Costing us more

The politically incestuous black oligarchy that has developed in Barbados over the past 50 years, and that exercises control over our system of national governance, possesses little or no confidence in the abilities of the Barbadian people, and is constantly looking “outside” to the white American and European foreigner for Barbados’ economic salvation!

A case in point is the current Democratic Labour Party government’s embarrassingly fulsome embrace of the American multi-national company known as Cost-U-Less.

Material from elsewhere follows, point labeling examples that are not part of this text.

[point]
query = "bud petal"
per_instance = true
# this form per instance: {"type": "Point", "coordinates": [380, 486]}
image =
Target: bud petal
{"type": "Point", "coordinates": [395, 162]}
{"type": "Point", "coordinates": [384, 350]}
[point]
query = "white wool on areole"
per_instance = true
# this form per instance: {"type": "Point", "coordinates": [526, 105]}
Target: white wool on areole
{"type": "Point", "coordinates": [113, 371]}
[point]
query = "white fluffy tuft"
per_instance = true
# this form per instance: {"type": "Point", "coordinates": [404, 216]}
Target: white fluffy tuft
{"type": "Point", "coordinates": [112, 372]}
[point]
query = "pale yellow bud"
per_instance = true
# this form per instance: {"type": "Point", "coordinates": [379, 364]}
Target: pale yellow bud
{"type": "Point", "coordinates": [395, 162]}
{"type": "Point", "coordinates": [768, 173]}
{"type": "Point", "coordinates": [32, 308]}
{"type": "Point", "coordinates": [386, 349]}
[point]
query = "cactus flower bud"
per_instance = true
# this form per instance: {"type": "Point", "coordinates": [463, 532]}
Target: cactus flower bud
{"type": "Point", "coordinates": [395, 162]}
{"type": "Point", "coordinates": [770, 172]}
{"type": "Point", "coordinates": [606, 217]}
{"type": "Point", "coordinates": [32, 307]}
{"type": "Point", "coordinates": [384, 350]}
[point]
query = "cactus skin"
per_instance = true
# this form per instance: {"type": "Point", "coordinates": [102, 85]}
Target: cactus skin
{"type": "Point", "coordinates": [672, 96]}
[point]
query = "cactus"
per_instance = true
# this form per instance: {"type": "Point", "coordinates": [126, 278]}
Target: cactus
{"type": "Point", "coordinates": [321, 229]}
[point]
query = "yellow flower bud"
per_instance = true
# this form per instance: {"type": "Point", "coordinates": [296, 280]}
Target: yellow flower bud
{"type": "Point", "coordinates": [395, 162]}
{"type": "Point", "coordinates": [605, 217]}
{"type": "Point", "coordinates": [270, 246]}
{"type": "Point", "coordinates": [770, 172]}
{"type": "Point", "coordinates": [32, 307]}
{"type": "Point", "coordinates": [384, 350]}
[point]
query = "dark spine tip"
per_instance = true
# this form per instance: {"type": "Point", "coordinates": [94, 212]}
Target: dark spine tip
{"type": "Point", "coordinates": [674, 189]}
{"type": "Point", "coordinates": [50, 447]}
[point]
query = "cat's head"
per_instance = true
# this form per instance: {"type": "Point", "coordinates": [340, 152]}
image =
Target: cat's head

Apparently every conceivable concession is to be given to encourage Cost-U-Less to come to Barbados and to set up a big supermarket to sell consumer items to us Barbadians.

Why, after nearly 400 years of the Barbadian people engaging in the import-based distributive trade, we need to virtually pay an American multi-national company to come and set up a supermarket to sell to us and to take their profits out of our country, is beyond comprehension!

Our Minister of Finance, Chris Sinckler, prates on and on about the Cost-U-Less supermarket constituting a “foreign investment” in our country, but he does not seem to realise that the road to dependence on foreign investors is the road to an over-all entrenched system of economic dependency and the exploitation and poverty of spirit that such a system engenders.

By all means, let us have foreign investment where the foreigner is bringing some new high technology enterprise that we don’t already possess, for in such a case the benefits of the investment will, in all likelihood, outweigh the deleterious effects. But, surely, we don’t need to entice foreign investors to come to Barbados to grab hold of chunks of an industry that we are already intimately familiar with.

If our Government felt that Barbados needed a new mega-supermarket, then surely the correct approach should have been for Government to take the initiative to assemble a group of strategically chosen Barbadian business-persons possessed of the relevant expertise, to sell them the idea, and to work with them to establish the new enterprise. But unfortunately, this type of self-respecting, independent thinking seems to be beyond the capacity of our nouveau riche oligarchical “political class”.

The Peoples Empowerment Party subscribes to the view that development — genuine development — in any organism has to come from within that organism! Thus, we would like to see our country adopt an “indigenising” approach to development that is based on the concept of us identifying what our resources are — natural, cultural, intellectual, human — taking hold of these resources, and working with them in such a way that we add value to them and in the process develop ourselves and our nation.

If we had such an approach to development we would have long ago recognised that we possess many national resources that are pregnant with potential for development! A short list of such national resources would include — our unique sea island cotton, solar energy technology, black belly sheep, our credit union expertise, Barbados antique furniture, our literary musical and visual artists, Bajan hot peppers and cherries, our expertise in education, our style of tropical architecture, our cricket tradition, Barbados sugar and rum, our “national” airline, and the list goes on.

And so, instead of looking for Europeans and North Americans to come to Barbados and do something for us, we would have organised ourselves to take hold of these national resources, to develop them for ourselves, and to sell them to the rest of the world!

* David Comissiong is president of the Peoples Empowerment Party.